A congregação norte-americana existe há 35 anos e há dois tem adeptos em 20 Estados brasileiros. O templo terá dois cultos aos domingos e decoração simples, com cadeiras, palco e um púlpito. O palco servirá para shows gospel com drag queens, como forma de atrair fiéis. Durante a semana, a igreja abrirá as portas para atendimento social a portadores do vírus HIV.
“Fomos muito bem recebidos pela vizinhança, mas contratamos 50 seguranças por causa da homofobia evangélica. Temos encontrado alguma resistência por parte deles”, diz o pastor Marcos Gladstone, fundador da igreja no Brasil.

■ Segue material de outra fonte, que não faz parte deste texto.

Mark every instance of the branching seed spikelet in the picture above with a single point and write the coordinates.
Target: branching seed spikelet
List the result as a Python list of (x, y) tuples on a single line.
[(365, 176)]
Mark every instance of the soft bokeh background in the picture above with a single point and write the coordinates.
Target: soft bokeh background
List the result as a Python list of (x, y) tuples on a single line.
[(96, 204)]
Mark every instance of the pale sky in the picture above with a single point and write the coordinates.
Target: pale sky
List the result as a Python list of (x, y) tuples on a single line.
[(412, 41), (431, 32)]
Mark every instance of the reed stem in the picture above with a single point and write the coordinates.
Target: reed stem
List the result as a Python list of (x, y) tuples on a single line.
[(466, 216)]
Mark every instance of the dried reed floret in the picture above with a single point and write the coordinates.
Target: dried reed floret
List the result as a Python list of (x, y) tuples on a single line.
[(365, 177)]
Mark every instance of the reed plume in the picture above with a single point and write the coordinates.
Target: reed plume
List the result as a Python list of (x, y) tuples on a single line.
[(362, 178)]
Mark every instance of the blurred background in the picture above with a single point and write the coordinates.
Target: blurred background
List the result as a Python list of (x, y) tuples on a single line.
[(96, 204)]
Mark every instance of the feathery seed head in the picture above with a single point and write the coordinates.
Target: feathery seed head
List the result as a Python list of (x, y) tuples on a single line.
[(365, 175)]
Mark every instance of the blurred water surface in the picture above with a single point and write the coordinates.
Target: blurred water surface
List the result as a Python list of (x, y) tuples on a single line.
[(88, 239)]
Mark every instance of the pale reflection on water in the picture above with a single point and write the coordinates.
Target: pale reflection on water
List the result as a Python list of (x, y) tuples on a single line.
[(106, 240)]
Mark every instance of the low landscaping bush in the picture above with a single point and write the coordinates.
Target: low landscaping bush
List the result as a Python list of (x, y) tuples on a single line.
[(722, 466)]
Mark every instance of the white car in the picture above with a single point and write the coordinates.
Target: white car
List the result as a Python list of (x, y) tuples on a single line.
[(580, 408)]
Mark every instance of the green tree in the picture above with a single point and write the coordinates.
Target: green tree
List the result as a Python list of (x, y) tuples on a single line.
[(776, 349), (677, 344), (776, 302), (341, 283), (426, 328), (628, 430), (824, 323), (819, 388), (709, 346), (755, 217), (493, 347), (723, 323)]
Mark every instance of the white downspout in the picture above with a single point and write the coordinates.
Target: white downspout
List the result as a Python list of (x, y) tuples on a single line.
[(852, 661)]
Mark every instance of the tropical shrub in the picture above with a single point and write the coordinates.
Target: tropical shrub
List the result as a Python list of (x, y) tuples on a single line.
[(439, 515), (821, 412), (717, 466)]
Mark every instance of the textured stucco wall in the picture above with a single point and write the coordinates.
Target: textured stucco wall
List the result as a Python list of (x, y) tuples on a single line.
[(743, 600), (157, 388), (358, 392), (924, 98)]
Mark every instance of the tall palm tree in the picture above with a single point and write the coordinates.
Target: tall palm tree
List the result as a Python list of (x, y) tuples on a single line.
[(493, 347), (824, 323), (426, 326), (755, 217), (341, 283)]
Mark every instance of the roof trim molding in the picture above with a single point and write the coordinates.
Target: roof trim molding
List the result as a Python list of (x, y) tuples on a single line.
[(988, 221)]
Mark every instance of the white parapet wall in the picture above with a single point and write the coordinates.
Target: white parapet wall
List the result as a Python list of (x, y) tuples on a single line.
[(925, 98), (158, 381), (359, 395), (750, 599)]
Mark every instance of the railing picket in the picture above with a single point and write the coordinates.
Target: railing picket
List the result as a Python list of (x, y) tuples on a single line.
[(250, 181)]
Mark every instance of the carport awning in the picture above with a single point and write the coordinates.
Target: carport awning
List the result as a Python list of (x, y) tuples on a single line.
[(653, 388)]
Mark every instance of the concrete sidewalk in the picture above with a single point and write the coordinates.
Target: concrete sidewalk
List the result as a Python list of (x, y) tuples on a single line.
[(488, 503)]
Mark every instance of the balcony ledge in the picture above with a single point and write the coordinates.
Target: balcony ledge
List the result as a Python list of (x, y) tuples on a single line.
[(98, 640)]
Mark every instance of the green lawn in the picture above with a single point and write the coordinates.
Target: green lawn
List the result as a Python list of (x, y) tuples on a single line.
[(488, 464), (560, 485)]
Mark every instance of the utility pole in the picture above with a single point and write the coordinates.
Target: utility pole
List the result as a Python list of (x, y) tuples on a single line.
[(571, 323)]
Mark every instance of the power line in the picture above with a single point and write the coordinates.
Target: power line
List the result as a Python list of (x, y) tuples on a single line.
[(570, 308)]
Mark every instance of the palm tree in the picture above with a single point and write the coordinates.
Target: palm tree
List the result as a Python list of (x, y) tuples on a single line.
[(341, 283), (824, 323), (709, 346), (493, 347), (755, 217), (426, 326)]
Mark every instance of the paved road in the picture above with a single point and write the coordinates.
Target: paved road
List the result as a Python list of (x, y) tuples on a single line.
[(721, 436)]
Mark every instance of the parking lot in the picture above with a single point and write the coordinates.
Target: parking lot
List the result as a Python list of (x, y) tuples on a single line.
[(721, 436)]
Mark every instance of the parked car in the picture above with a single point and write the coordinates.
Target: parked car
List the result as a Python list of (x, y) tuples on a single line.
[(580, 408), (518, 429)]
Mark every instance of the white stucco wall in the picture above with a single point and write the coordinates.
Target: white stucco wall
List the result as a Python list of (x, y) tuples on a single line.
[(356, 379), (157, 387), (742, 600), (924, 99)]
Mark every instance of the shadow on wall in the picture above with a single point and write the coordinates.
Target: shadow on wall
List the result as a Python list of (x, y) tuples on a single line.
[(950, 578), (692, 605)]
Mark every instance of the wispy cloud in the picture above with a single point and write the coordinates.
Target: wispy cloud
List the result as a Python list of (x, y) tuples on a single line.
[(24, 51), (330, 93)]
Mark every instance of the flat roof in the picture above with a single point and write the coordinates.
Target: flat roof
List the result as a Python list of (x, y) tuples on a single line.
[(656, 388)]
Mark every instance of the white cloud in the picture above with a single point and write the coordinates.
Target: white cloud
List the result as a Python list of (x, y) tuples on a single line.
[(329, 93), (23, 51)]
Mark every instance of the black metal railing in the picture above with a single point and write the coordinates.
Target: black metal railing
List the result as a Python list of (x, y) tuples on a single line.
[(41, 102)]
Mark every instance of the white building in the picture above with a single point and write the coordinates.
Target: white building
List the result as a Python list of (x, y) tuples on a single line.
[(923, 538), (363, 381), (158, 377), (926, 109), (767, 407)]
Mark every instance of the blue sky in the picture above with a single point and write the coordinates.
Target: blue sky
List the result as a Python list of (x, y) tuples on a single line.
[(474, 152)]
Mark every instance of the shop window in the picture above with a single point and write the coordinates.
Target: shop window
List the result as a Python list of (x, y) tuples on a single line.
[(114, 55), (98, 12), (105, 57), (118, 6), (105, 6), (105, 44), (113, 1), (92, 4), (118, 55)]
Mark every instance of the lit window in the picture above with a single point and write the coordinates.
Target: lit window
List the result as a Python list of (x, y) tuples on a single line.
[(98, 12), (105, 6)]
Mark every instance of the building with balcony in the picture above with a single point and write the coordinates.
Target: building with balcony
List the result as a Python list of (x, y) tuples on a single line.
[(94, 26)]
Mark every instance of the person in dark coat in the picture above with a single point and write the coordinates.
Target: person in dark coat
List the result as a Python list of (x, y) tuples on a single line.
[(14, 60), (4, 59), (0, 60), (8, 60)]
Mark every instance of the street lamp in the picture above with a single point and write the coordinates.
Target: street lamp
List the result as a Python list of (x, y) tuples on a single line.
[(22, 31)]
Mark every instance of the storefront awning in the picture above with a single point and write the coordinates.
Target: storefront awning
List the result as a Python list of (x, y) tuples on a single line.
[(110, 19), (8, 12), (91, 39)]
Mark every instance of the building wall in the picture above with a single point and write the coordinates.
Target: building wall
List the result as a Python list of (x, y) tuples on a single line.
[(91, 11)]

Conselheiro da Convenção Geral das Assembléias de Deus do Brasil, o pastor Ronaldo Fonseca não acredita em conflitos. “Eles estão com medo porque não são muito machos. No Brasil não tem espaço para a intolerância de conceitos religiosos. Toleramos absurdos até maiores do que esse”.
Fonseca criticou a inauguração do templo que recebe homossexuais. “Acho um equívoco totalmente absurdo a igreja evangélica favorecer essa classe. Deus não é a favor do pecado que eles cometem e isso tem cura, tanto no aspecto espiritual quanto no patológico. Os evangélicos devem ajudar.”
Advogado, 28 anos, de família protestante, Gladstone abandonou sua religião por se sentir discriminado. Descobriu a Comunidade Metropolitana e passou a difundi-la no País. “Não é uma igreja só para gays, mas que aceita gays. Mães e familiares de homossexuais também acompanham nossos encontros - são sete células aqui no Rio”, explica.
O movimento gay comemorou a abertura do templo. “Do ponto de vista social é importante que as pessoas tenham um espaço em que possam seguir sua fé sem sofrer discriminação”, afirmou o vice-presidente do Grupo Arco-Íris, Luiz Cláudio Freitas, ressaltando que a organização não é ligada a nenhuma religião.